People come to Goa to lose themselves in its serene greenery, which has increasingly come under threat in recent times. The vanishing hills of Ribandar and Reis Magos are a case in point.
Having any expectations of the government curtailing this rape of our land is laughable. We might as well begin speaking of Goa in the past tense.
It's time now for civil society members and greens to hold the authorities concerned accountable. Having said that, such wanton destruction can't happen without the politicians and those in the higher echelons being unaware of circumstances.
Those who have turned a blind eye to this deterioration of the Goan countryside will not escape the wrath of the gods they pretend to seek blessings from at election time. However, before that, nature's wrath is awaiting all of us.
While the G20 is deliberating on green transitions to set the pace for some bold actions to right the wrongs, Goa's green script is being rewritten with blood.

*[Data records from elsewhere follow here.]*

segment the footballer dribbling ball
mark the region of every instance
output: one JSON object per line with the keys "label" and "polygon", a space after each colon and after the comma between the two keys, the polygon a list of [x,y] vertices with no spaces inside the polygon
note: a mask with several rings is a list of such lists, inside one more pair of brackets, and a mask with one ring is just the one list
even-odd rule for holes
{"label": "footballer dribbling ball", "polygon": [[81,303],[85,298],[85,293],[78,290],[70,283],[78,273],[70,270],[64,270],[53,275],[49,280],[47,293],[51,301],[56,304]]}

Thieves are at work after dark to divest its hillsides of green cover for a few pennies.
If we justify our development for the sake of tourism, then we have hit the road to perdition. Those in the tourism industry, who woo tourists with slogans like “Green Goa” and “Golden Goa”, will be left with bald, lifeless hills and messy beaches to earn their livelihoods.
One must realise that the hills which are being shaved have always been the hotspots of Goan biodiversity. We are losing a legacy of wild medicinal plants and fruits at an exponential rate.
While the G20 is making a pitch to stave off the effects of global climate change, Goa's shaven hills are becoming a source of trapping heat and making the planet warmer. So how are we helping the cause of reversing climate change?
Goan hills are aquifers where water is stored, thus replenishing our groundwater, which is sourced by wells, lakes and ponds. The difficult part here is that we will not see the impact of our actions immediately. The devastation will come slowly but surely.
The heatwave Goa witnessed somewhere in March this year, the uneven rain spells in 2022 and the hot winters we are experiencing are tell-tale signs of harsher times to come.
As per The Guardian, the latest Intergovernmental Panel on Climate Change (IPCC) landmark report showed that extreme heatwaves that would usually happen every 50 years are already happening every decade.
If warming is kept to 1.5C, these will happen approximately every five years, it states.
Goa, too, has been witnessing flooding as a result of extremely heavy rainfall, recorded to be among the highest in the country. It's time we realise that our greenery is our lifeline, and it will help us fight climate change in a small way.
Buildings on hilltops in Goa have become a trend. And why is that? Everybody loves to have a view of the sea. The builders' lobby, which is in league, allegedly, with the politicians, is having its way.
This article is not about laying the blame solely on politicians, but they are certainly part of a sinister land mafia that is working overtime making hay while the sun is shining.
There is no denying that development is needed, but not at the cost of our environment. Let us open our eyes now and save ourselves from a bleak future.